Мраморный бюст Александра Македонского на мгновение был перекрыт силуэтом миниатюрного, щупленького гат-чинца в большом треугольнике, с длинной тростью в руке... Это цесаревич стремительно шел по узкому проходу меж беспорядочной свалки оружия. Вторя стуку сапог, звенели, брякали доспехи своими цепочками, замками, подвесками.

Пройдя, почти пробежав галерею, наследник остановился в дверях на пороге в Овальную неподвижной фигуркой, всеми силами тянувшейся вверх. Острые глаза торопливо шныряли по лицам придворных. Все стояли низко склонившимися в традиционном реверансе, не распрямляясь, пока цесаревич не заговорит. (...)

В задумчивом Гатчинском парке, увенчанном богатейшими кронами пышной, торжественной осени, в конце Черного озера, в отдалении от дворца, Львовым было возведено новое необычное здание. Ложбина, в которой оно приютилось меж двух холмов, густо поросла подступившими к самой воде вековыми деревьями. На громадном расстоянии, издали от Коннетабля, был виден этот сказочно белеющий, причудливый дом, фасадом обращенный к воде. Что это? ...замок? ...дворец?... Строение состоит как будто из нескольких корпусов, — такое впечатление создано различием в уровнях крыш, островерхих высоких, как черепитчатые крыши в Эст-ляндии. Узкая, длинная башня и шпиль придают ему сходство с готическим замком. Этот средневековой дворец так чисто, так четко отражается в озере, как будто поверхность воды выложена зеркалами, а башня опрокинулась в самую глубину и шпилем касается дна. От замка веет романтикой скандинавских легенд. Он называется Приорат, или Игуменство — ибо построен как личная резиденция Протектора Мальтийского ордена, императора Павла. (...)

Гости, приглашенные Львовым, приближались к замку пешком, вдоль Черного озера, по правому берегу, и вдруг остановились, зачарованные красотою ландшафта.
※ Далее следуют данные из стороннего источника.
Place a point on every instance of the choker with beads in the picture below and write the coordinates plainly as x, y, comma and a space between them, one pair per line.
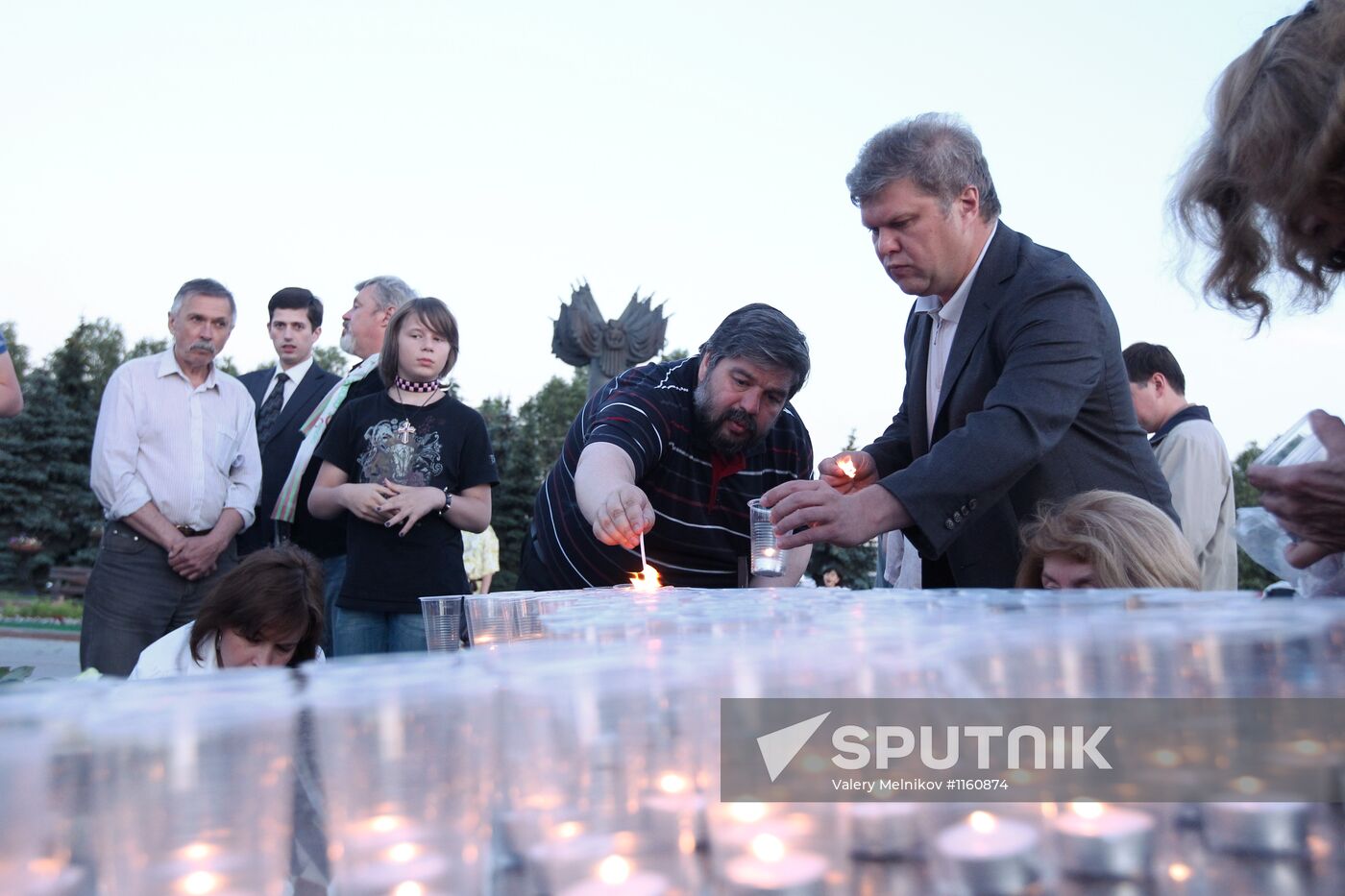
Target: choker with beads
406, 385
Багрово-желтые пятна увядающих кленов, ясеней, лип, тополей на глубоком темно-зеленом бархате елей, еще контрастней подчеркнутом белизной Приората, властно завораживали взор. Какое щедрое изобилие красок! Отсвет склонявшегося к западу солнца придал стенам замка чуть розоватый оттенок. Опавшие листья, разбросанные по всей неподвижной поверхности озера, застыли брызгами охры, багрянца и золота. Воздух прозрачен и легок — будто звенел...

Вдруг громадные стрельчатые окна выступающей пятигранной крытой террасы засверкали от солнца до боли в глазах, как будто внутри зажглось грандиозное, волшебное, неугасимое пламя.

Все строение, — тихо говорил Львов, — сделано из чистой земли с небольшой примесью извести и без вяских других связей. Крыши железные, на ограде — черепичная. Пристань — из пудостьского камня.

Недалеко от Гатчины, как я слышал, поселок Пудость имеется, — перебил Безбородко. — Там вы и добываете этот камень?

Да. Он крепостью славится. И возить его близко. Камень также в Парице добываем, тоже поблизости. Но подойдем.

С горки, справа от замка, виднелся четкий прямоугольник владения с небольшим, но просторным двором. Сзади строения, по бокам входных ворот, две фундаментальных будки, во дворе справа кухонька, — все, как зодчий пояснил из плоских четырехугольных глыб или плит, из земли, сбитой в особых ящиках, во время моросящего дождика.

Гости щупали крепость стен пальцами, стучали по ним кулаками... Среди них был Вадковский, зять Анны Ивановны. Начали обходить весь Приорат вокруг, там, где дозволяла подступавшая к фундаменту вода.

Но как же вы сбиваете землю до этакой прочности? — интересовался Вадковский.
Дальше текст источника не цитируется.